If my parents were playing golf at their club and talking about this with their rich friends – people that my in-laws value because they have money – my in-laws would be embarrassed. And then my husband’s behavior would have to be stopped. And I know my father-in-law has the power to intervene because he has before. He shuts off the fountain. And it is very effective.
I once told my father-in-law that I had no power over my husband and that I was giving up on him. I told him he had all the power because he had all the money and the kids and I meant nothing to him. That’s how my husband was bred.
The next day, complete turn around.
My in-laws are safe because my family and most of my friends lie squarely in the middle class. So we can rot slowly in hell and it won’t affect them in the least bit. We are invisible. We are worthless. To them.
Now I know why my husband has such a hissy-fit whenever I post some of my true feelings and statements about what is really happening on our family blog. Someone who matters might read it.
Many years ago I started printing our family blog address on our Christmas cards every year, so people could keep up with us if they wanted to. Many of my family and friends that live out of town check the site regularly. I never thought about anyone on my husband’s side doing it. His friends and family all seem so self-absorbed. My husband doesn’t have a lot of middle class friends. It seems he only is interested in a friendship if it can get him something. I think I was only interesting to him when we met because I am beautiful and because I was making good money at the time. Money that carried our family through until my son was about one and I couldn’t keep up anymore.

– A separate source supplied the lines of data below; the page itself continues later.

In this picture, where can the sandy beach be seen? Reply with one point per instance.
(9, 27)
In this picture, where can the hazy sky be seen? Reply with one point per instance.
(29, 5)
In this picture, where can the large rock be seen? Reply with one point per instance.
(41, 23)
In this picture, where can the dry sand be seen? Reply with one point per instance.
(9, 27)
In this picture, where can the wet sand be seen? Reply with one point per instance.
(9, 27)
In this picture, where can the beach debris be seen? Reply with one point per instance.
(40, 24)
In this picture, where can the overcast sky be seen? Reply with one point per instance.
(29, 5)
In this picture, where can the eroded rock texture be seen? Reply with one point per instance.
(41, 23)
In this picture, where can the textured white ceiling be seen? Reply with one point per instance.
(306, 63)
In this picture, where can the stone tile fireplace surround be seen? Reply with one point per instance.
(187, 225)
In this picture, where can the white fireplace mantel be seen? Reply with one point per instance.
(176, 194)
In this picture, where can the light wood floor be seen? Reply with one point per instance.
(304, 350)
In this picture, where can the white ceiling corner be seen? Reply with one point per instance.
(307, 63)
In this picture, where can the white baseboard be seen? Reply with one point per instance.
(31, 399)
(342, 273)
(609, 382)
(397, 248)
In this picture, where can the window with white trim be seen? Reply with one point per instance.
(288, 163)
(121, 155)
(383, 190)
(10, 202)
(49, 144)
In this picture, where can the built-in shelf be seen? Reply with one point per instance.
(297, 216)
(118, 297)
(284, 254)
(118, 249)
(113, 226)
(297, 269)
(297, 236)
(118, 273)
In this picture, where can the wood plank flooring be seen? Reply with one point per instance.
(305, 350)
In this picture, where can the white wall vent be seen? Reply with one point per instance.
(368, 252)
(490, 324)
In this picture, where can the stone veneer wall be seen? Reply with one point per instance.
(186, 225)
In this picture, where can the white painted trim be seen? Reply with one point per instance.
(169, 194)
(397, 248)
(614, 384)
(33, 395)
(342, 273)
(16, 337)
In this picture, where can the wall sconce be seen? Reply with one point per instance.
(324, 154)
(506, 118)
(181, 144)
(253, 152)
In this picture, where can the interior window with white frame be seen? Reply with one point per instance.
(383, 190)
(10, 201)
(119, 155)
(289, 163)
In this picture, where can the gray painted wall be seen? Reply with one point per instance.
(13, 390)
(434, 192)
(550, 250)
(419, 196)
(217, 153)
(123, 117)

I have often commented to my husband that his friends only call when they need something. When he is deep in his relapses or we need help with something, no one ever seems to be around – other than to drink with him, and let him make a fool out of himself.
I have several male friends who have tried very hard to reach out to my husband. Compassionate, educated, interesting men. Some of the best friends I have known. But my husband is never interested. Not that he would tell them that. He is always cordial enough and can put on a good show for anyone. But at home, he doesn’t care about these men. And I’ve always felt it was because they didn’t come from money, or didn’t have enough of their own for his standards.
Part of me feels very sickened this morning and part of me feels relieved. It’s nothing personal; we just don’t come from money. I think I finally get it.